Good day everybody, I would love to ask You a question about proving undecidable statements with hypercomputation.
I have read a paper written by Professor T. Ord named "Hypercomputation: computing more than the Turing machine", where he writes this: " While it is sometimes claimed [4, 10] that Chaitin constant is completely patternless, this is not true. If it was, it would not be so easily describable. " " Chaitin’s results about W show not that some mathematical objects are patternless, but that they seem patternless relative to a certain amount of computational power23. The results do not show that some facts (such as the value of a particular bit of W) are true for no reason, but that a certain level of computational power is insufficient to show why these facts are true "
And this is what I would like to ask You about.
Lets for example assume that the Rieman Hypothesis(RH) is undecidable by Turing machine. Therefore there is no finite proof that would prove that RH is true. Can it be said that for us finite beeings the RH is true for no reason at all, or more precisely for unknown reason, but If we had computational capacity of a sufficiently powerful Hypercomputer we would be able to constructively prove with a proof of infinite length that RH is true?
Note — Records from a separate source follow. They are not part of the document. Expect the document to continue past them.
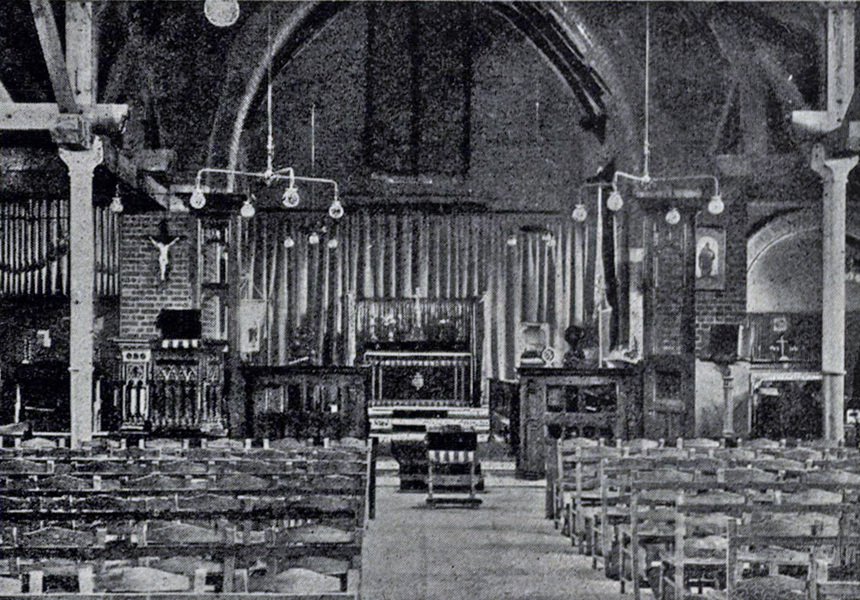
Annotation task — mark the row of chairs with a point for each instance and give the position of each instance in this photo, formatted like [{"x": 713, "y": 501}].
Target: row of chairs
[
  {"x": 649, "y": 508},
  {"x": 201, "y": 520}
]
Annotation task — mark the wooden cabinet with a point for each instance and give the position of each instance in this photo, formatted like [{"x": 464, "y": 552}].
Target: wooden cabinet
[{"x": 555, "y": 403}]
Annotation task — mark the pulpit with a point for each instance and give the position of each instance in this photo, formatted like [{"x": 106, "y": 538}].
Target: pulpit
[{"x": 579, "y": 402}]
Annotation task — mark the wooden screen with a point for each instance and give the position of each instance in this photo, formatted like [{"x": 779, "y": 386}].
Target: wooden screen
[
  {"x": 305, "y": 267},
  {"x": 34, "y": 249}
]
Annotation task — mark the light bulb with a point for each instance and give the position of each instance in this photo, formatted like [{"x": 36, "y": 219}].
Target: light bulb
[
  {"x": 247, "y": 210},
  {"x": 335, "y": 211},
  {"x": 198, "y": 198},
  {"x": 615, "y": 202},
  {"x": 291, "y": 197},
  {"x": 221, "y": 13},
  {"x": 716, "y": 206},
  {"x": 673, "y": 217}
]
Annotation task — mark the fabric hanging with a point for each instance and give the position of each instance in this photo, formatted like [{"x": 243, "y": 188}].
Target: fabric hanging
[{"x": 517, "y": 267}]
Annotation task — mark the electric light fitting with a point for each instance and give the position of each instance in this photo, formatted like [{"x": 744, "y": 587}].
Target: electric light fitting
[
  {"x": 673, "y": 217},
  {"x": 247, "y": 211}
]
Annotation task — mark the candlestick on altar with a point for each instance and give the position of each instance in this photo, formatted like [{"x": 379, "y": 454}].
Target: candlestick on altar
[{"x": 418, "y": 316}]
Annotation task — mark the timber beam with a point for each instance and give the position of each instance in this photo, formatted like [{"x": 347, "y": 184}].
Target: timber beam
[
  {"x": 840, "y": 73},
  {"x": 49, "y": 38},
  {"x": 41, "y": 116},
  {"x": 760, "y": 167}
]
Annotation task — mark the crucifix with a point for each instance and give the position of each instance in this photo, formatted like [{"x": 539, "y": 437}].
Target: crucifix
[
  {"x": 781, "y": 346},
  {"x": 74, "y": 121},
  {"x": 163, "y": 242}
]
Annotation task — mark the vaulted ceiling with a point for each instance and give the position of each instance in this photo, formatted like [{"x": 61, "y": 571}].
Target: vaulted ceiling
[{"x": 724, "y": 76}]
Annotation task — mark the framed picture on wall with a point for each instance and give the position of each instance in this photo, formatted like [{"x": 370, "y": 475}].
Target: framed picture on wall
[{"x": 710, "y": 258}]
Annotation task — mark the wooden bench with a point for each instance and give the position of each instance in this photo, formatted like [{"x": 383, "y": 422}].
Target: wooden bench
[{"x": 253, "y": 520}]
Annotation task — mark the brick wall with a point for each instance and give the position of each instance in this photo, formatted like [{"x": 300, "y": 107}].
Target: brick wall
[
  {"x": 728, "y": 305},
  {"x": 142, "y": 292}
]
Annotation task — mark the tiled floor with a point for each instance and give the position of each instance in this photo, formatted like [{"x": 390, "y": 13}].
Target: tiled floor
[{"x": 503, "y": 550}]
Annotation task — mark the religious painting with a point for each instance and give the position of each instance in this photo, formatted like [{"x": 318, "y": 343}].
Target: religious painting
[{"x": 710, "y": 258}]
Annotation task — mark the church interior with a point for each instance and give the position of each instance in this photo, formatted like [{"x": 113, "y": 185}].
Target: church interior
[{"x": 272, "y": 271}]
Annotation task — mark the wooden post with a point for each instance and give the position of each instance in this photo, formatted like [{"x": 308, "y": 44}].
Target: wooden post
[
  {"x": 81, "y": 164},
  {"x": 729, "y": 403},
  {"x": 236, "y": 396},
  {"x": 834, "y": 172}
]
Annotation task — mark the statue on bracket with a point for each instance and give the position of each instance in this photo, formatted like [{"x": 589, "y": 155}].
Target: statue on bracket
[
  {"x": 163, "y": 242},
  {"x": 574, "y": 336}
]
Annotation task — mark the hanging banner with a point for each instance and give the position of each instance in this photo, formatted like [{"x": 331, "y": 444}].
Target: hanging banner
[{"x": 252, "y": 316}]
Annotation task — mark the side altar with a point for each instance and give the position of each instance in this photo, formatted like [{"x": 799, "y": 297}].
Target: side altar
[{"x": 575, "y": 402}]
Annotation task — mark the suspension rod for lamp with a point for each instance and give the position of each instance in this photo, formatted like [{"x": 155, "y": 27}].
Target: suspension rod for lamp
[{"x": 281, "y": 174}]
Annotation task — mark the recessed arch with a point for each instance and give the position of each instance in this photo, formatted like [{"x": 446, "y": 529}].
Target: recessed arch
[{"x": 784, "y": 264}]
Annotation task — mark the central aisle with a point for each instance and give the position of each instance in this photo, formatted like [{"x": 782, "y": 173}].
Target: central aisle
[{"x": 504, "y": 549}]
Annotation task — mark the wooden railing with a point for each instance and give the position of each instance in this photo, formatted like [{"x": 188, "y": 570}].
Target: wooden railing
[{"x": 307, "y": 401}]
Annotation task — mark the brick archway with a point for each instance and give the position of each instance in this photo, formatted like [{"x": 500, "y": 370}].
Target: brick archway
[{"x": 559, "y": 33}]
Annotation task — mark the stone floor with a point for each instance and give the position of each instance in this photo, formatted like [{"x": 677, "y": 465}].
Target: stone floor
[{"x": 503, "y": 550}]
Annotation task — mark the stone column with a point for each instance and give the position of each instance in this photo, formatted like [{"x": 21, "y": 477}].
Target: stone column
[
  {"x": 81, "y": 164},
  {"x": 729, "y": 403},
  {"x": 834, "y": 173}
]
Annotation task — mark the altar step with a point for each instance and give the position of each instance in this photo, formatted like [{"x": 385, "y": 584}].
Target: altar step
[{"x": 410, "y": 423}]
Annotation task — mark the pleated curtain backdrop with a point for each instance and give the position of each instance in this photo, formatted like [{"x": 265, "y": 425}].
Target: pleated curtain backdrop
[{"x": 520, "y": 267}]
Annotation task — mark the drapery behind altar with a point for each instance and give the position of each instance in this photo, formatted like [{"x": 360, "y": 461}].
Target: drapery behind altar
[{"x": 304, "y": 267}]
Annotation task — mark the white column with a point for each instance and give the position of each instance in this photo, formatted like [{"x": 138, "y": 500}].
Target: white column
[
  {"x": 834, "y": 173},
  {"x": 81, "y": 164}
]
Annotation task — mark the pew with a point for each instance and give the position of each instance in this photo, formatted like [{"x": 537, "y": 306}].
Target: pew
[{"x": 286, "y": 518}]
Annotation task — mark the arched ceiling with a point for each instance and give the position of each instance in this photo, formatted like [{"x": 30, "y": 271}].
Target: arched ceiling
[{"x": 192, "y": 85}]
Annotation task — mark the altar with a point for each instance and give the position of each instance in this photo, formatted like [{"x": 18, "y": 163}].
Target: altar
[
  {"x": 421, "y": 378},
  {"x": 422, "y": 352}
]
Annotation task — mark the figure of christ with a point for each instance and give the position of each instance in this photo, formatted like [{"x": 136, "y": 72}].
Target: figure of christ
[{"x": 163, "y": 246}]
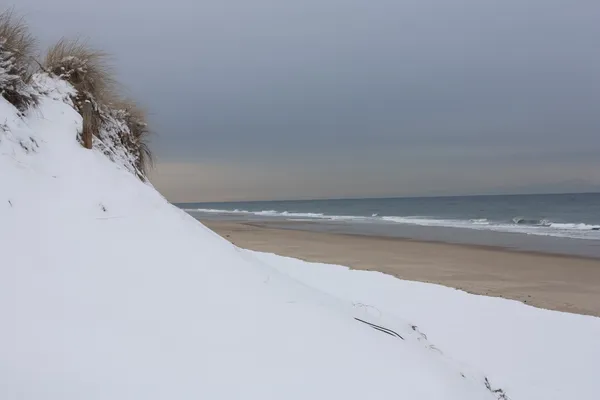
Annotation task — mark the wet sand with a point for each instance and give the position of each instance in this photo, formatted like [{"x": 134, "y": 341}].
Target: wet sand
[{"x": 564, "y": 283}]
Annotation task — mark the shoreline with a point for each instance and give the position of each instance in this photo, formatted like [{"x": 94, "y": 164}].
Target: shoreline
[
  {"x": 281, "y": 225},
  {"x": 545, "y": 280}
]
And by this proof I don´t mean just brute forcing this problem away like computing the zeta function for all reals and look for counter example. I mean a proof more in a sense of some inaccessible uncomputable structure, that would lead to a proof for RH much like for example the use of Eliptic curves lead Professor Wiles to a proof of Fermats Last Theorem.
So basically my question is, whether there are mathematical structures or patterns that would explain, why undecidable/non-recursive functions are true.
Thank You very much for your kind answers, Have a nice day.